# First restoration done.



## 58 Jaguar Mark IV (Jul 27, 2014)

58 Schwinn Jaguar mark IV.


----------



## dave the wave (Jul 27, 2014)

good job.looks good.


----------



## bikiba (Jul 28, 2014)

Wow that looks brand new. Put up a before shot

Sent from my Nexus 7 using Tapatalk 2


----------



## 58 Jaguar Mark IV (Jul 29, 2014)

bikiba said:


> Wow that looks brand new. Put up a before shot
> 
> Sent from my Nexus 7 using Tapatalk 2








This was how it's been sitting for the last 20 years.
Chucky


----------



## GTs58 (Jul 29, 2014)

Very nice job bringing that back to life. I see you installed new fenders. If you're not going to need the original fenders and want to get rid of them let me know.


----------



## bikiba (Jul 29, 2014)

58 Jaguar Mark IV said:


> This was how it's been sitting for the last 20 years.
> Chucky




looks great. 

did you do all the repainting yourself? and was anything rechromed or it just cleaned up?


----------



## 58 Jaguar Mark IV (Jul 30, 2014)

GTs58 said:


> Very nice job bringing that back to life. I see you installed new fenders. If you're not going to need the original fenders and want to get rid of them let me know.




I don't have them, I tossed them  I guess another mistake ? I'm looking at a frame with  fenders to start my next project. If I get it I'll see if those are right for you.
Chucky


----------



## 58 Jaguar Mark IV (Jul 30, 2014)

bikiba said:


> looks great.
> 
> did you do all the repainting yourself? and was anything rechromed or it just cleaned up?




Everything was re chromed and the frame was powder coated. A very pricey resto, but it was my uncles bike so it has sentimental value.
Chucky


----------



## Nickinator (Jul 30, 2014)

Very nice.

Darcie


----------



## willow117 (Nov 17, 2014)

I have a 1958 3 speed Jaguar mark VII, had it since my 8th birthday in '58 looking to get it restored its past my limited abilities.

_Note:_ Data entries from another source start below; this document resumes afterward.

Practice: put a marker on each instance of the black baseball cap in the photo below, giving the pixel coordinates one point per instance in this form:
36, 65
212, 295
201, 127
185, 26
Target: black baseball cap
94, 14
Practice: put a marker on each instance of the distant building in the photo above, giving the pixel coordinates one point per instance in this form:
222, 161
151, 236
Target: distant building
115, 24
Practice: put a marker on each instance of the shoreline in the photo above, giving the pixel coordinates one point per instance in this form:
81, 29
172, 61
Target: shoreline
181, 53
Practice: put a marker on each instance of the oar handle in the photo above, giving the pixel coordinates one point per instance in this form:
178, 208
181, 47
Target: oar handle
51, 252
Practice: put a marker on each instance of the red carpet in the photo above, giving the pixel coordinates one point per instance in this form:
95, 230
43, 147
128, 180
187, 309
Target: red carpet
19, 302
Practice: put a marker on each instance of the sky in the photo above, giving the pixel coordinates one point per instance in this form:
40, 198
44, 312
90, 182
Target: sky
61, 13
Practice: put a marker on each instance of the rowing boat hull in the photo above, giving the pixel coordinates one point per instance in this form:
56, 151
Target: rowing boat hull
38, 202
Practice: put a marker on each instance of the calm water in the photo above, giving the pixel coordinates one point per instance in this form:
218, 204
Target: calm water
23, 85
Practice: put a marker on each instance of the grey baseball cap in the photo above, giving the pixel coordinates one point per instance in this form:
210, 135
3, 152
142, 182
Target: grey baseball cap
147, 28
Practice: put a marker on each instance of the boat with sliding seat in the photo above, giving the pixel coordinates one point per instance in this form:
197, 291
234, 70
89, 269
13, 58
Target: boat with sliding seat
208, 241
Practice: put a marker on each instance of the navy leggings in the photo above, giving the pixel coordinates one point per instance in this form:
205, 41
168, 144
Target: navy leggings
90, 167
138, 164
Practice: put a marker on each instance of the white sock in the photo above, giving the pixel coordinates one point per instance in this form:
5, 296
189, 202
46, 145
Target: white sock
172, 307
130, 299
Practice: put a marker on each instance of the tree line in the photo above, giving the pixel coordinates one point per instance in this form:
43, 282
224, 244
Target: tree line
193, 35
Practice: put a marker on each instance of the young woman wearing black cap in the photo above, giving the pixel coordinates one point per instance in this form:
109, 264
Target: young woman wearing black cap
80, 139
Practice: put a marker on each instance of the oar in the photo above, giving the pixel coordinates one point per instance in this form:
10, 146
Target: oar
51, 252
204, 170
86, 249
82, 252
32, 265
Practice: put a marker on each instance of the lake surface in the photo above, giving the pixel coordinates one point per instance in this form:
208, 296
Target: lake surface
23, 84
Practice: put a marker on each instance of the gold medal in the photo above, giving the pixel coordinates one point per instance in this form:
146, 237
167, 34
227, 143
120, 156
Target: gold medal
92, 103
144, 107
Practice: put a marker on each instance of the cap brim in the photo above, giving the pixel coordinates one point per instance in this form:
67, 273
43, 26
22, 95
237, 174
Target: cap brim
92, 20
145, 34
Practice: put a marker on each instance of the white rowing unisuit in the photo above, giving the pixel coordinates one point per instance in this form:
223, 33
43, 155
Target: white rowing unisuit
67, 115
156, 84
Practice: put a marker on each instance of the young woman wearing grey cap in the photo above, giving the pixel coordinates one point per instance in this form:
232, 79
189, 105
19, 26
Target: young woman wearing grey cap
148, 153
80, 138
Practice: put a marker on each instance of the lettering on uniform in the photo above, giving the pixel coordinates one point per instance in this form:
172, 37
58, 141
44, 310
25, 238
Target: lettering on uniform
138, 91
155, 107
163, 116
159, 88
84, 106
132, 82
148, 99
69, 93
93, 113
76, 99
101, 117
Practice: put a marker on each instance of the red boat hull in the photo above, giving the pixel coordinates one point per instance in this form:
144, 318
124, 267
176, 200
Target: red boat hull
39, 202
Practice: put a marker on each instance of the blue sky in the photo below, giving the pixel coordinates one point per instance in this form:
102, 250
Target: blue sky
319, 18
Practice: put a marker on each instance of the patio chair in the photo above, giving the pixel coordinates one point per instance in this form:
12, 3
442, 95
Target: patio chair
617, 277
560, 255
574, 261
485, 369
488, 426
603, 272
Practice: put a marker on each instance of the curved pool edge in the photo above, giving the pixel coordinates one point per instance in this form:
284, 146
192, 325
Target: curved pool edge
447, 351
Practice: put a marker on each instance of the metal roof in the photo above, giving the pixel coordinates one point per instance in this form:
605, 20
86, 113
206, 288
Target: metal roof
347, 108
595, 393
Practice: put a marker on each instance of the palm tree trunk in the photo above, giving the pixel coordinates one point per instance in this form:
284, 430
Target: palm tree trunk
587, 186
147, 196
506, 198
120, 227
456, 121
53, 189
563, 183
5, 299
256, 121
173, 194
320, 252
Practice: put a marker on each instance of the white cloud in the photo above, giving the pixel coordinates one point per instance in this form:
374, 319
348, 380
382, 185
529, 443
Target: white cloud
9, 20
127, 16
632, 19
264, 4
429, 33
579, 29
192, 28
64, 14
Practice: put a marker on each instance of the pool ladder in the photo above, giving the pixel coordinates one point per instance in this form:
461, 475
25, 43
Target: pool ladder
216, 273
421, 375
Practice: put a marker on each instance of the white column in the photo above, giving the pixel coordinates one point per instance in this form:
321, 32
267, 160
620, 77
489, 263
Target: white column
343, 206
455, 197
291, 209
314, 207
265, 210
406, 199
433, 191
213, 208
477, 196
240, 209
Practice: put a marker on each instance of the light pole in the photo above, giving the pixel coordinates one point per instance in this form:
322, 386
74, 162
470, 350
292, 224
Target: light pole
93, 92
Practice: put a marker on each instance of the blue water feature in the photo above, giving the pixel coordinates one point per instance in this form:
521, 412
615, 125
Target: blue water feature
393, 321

Any suggestions.


----------



## Ozark Flyer (Nov 17, 2014)

Good looking bike, Chucky.  Nice work.


----------



## Wayne Adam (Nov 17, 2014)

*Nice!*

It looks great!...Who does your chrome?............Wayne


----------



## vincev (Nov 17, 2014)

I like .


----------



## 1898Columbia (Nov 19, 2014)

The black and white color scheme is very sharp.  Beautiful job!


----------



## Rebel_56 (Dec 3, 2014)

That looks good. I'm a purist when it comes to my cars and bikes i can't get myself to scratch off original paint. But you did an awesome job


----------



## coppertonekid (Dec 10, 2014)

Outstanding!!!!


----------



## SchwinnChester (Dec 11, 2014)

Too bad you tossed the fenders, I would be interested.   

Just a point for all Cabe'rs. I've restored cars, lawn mowers, few vintage rifles etc.  no matter how bad or crusty the old parts are, someone will want them. 1932 Ford 3-windows, rusted up to the door handles still bring big $$$ There is a market for everything in the hobby world.  Enjoy!


----------



## bikecrazy (Dec 11, 2014)

Love those restorations!


----------